De invloed Zon / Aarde heeft een cyclus van 3½ jaar en een cyclus van 7 jaar. In beide cycli ontstaan grote krachten waarop de aarde moet ant­woorden. Elk antwoord betekent een vergroting van energie. Degene die weet hoe deze cyclus loopt (dat kan zelfs elke astronoom u vertellen, daarvoor behoeft hij niet eens astroloog te zijn) kan zeggen: in deze periode is er een tijd dat ik extra energie heb. Iemand die koorts heeft en extra ener­gie krijgt, krijgt hogere koorts. In dat geval moet hij dus trachten die kracht op de een of andere manier naar de omgeving te laten afvloeien. Heb ik iemand, die op een gegeven moment malaise (slapte, zwakte) heeft, dan zeg ik: nu kan ik mijn eigen kracht nemen en het extra dat ik krijg plus het extra dat de patiënt zelf al krijgt als het ware samenvoegen en daarmede een verhoging van energie en een versnelling van genezing bereiken.
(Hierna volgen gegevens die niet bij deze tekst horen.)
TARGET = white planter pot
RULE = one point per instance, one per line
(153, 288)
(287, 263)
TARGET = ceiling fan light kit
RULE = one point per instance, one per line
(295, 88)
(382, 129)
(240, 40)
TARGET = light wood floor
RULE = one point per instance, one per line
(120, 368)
Zo kunnen wij zeggen: wat zeggen de binnenplaneten ons?

Als Venus op de aarde reageert, dan zal dat gemiddeld eens per 4½ jaar gebeuren. Waarom? U moet rekening houden met beider omloop, met beider mas­sa en daarmede met hun eigen vibratiepeil en de onderlinge afstand. Dat be­tekent dat ongeveer eens per 4¼ , soms 4½ jaar, er een optimale gelegenheid is voor de aarde om te reageren; bijvoorbeeld om een boodschap te geven of te ont­vangen. Dit valt lang niet altijd samen met de kortste onderlinge afstand, dat moet u wel onthouden. Deze cyclus zult u minder gemakkelijk kunnen te­rugvinden. Daarom zou ik u erop willen wijzen dat deze cyclus voor de nieuwe periode is begonnen te lopen in het jaar 1971. De top van de cyclus werd bereikt op 17 maart (19…?). Dit is niet zo belangrijk. Dat is het alleen indien u de cyclus verder zou willen berekenen.
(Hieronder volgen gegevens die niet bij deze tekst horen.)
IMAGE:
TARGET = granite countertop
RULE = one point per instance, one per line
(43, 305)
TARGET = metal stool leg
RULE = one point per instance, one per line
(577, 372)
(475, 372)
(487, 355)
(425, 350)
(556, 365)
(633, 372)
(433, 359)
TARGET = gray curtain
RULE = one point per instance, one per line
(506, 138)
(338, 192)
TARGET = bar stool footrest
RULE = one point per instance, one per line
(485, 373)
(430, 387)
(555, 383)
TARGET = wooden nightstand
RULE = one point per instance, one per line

Elke Venus-cyclus werkt stoffelijk. Voor de mens betekent dit dat voor alles wat samenhangt met de bloedsomloop, bepaalde werkingen van de bloedsomloop, alsmede de uitwisseling in de longen en bepaalde stofwis­selingsprocessen, er een mogelijkheid bestaat tot versterkte beïnvloeding De duur van een Venus-cyclus is alles bij elkaar toch nog bijna 2 maanden, daarmee kunnen wij dus wel iets doen.

Op het ogenblik dat de aarde en Venus een contact hebben, is er na­melijk altijd, van uit het standpunt van de mens gezien, een zelfde soort energie aanwezig. Deze energie is zuiver stoffelijk. Ze kan bij genezing op afstand niet worden gebruikt. Wel kan ze worden gebruikt bij onmiddellijke instraling en contactinstraling.
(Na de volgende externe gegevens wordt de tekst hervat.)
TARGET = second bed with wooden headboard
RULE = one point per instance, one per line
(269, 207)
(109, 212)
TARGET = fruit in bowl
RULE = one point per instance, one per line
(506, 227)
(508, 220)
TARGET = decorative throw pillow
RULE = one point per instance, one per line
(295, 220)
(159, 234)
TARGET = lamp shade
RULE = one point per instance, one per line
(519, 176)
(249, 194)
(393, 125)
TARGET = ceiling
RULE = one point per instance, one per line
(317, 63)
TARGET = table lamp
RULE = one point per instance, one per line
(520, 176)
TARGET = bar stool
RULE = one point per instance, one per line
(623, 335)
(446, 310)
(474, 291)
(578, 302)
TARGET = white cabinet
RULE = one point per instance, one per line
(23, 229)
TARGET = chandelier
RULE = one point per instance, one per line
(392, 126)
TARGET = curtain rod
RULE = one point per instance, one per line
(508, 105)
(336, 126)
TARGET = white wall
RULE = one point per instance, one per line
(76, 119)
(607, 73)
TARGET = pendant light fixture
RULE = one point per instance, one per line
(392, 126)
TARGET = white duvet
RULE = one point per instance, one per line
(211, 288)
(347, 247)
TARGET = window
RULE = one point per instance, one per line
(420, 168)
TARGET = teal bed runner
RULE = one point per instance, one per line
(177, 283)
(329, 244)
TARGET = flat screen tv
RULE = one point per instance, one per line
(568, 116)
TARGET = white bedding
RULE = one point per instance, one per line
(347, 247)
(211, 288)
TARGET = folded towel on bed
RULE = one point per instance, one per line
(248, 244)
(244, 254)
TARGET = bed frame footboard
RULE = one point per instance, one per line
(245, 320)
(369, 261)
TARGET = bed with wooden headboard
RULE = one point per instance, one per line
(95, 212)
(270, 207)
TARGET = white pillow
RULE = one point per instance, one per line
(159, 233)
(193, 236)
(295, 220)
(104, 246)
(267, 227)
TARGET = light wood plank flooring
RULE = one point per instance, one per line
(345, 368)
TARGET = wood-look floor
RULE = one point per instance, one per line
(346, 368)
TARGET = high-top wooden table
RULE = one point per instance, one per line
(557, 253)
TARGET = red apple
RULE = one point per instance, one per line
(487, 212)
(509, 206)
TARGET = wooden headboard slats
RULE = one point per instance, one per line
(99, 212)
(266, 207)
Mercurius laten we even buiten beschouwing, omdat daar een zeer snel­le cyclus is, die echter zeer kort is. Die cyclus loopt, naar ik meen, 187 dagen, maar het feitelijke brandpunt is zo kort dat het ongeveer 1½ dagen is, iets meer dan 36 uur. Daar kunnen wij moeilijk mee rekenen. De in­vloed is ook niet zo belangrijk

Gaan wij kijken naar een Mars-cyclus, dan ontdekken wij een vreemd ver­schijnsel. Hier zijn wel lichamelijke reacties voor de mens mogelijk, maar de voornaamste invloed is altijd mentaal; een verhoging van weerstandsvermogen. Is er een contact met Mars, dan is dat wel eerste klas. Daarmee kunnen wij iemand mentaal sterker maken. Wij kunnen hem als het ware stimuleren, zodat hij juister uiting geeft aan alles wat er in hem bestaat etc. Hier moeten wij rekening houden met de baan-benadering. Om het heel eenvoudig te maken, op het ogenblik, waarop de kortste afstand tussen beide planeten wordt bereikt, is de werking inderdaad het grootst. De werking van een Mars-invloed is dan ongeveer 67 dagen; het kan iets korter of iets langer zijn. Het brandpunt daarvan ligt op het moment dat de kortste afstand feitelijk is bereikt.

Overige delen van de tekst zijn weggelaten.